The U.S. economy is going strong, with high consumer confidence and a booming housing market. Despite this seemingly rosy picture, however, investors, agents, and homebuyers are collectively concerned about the potential for real estate trends to take a turn for the worst. Let’s take a look at mitigating factors.
Excessively High Home Prices
Rising interest rates, rapidly rising home prices, and government policy turbulence lend some credence to crash concerns, especially for buyers in hot markets. How long can a $40,000 salary support a luxury car, lavish lifestyle, and monster mortgage? An economic downturn or sudden rise in unemployment could quickly fuel financial instability.
Rising Interest Rates
A recent Forbes report noted virtually all modern rate hikes have led to recession, financial or banking crises. If the Fed continues rolling-out rate increases, inflation will slow down sales, particularly in hot markets. Cost and availability of credit are fuel for bubble inflation, inviting less credit-worthy/inexperienced buyers into the game.
Rising rates are a negative indicator of future real estate trends.

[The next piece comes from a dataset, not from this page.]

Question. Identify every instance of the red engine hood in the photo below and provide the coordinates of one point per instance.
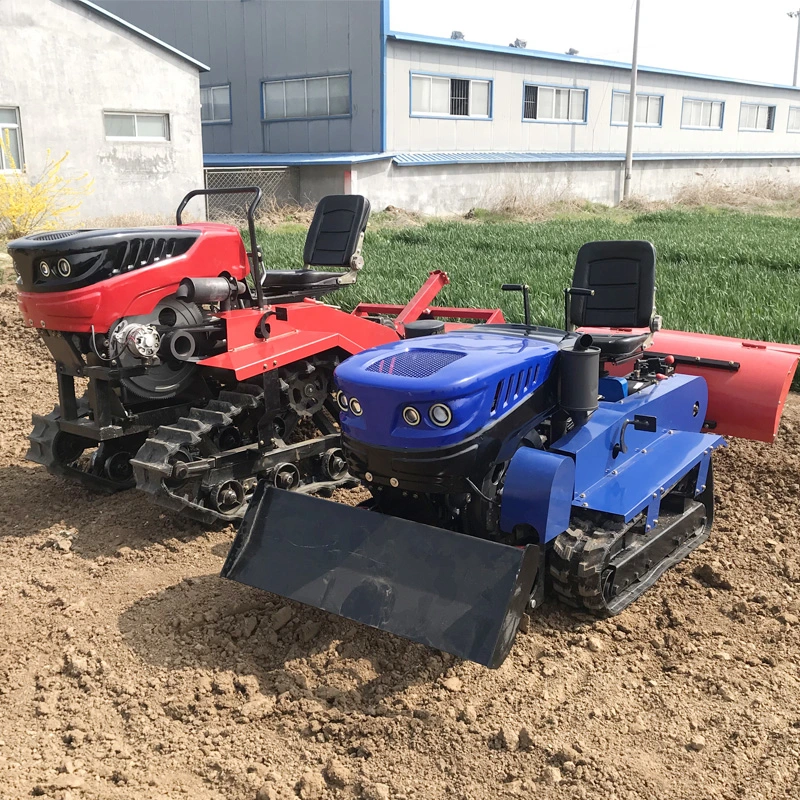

Financing will prove difficult, even though home prices aren’t as high as 2006/2007, mortgage rates are lower, there are fewer zero-down buyers, and there’s no ‘creative financing,’ for those burdened with debt.
Stock Market Volatility
Could stock market volatility factor into a housing crash? Despite a thriving housing market and rising home construction, 100 economic experts polled by Zillow believe a recession is on the horizon for 2020. If Americans are employed and wages rising, some believe this may not result in a bubble, but some aren’t convinced.
Trade War with China
Some see the end of free trade a foreboding sign. The tightly woven network of the world’s economies are interdependent. The current trend toward ‘trade protectionism’ could impact those markets, creating a backlash for the U.S. housing market where foreign economies invest.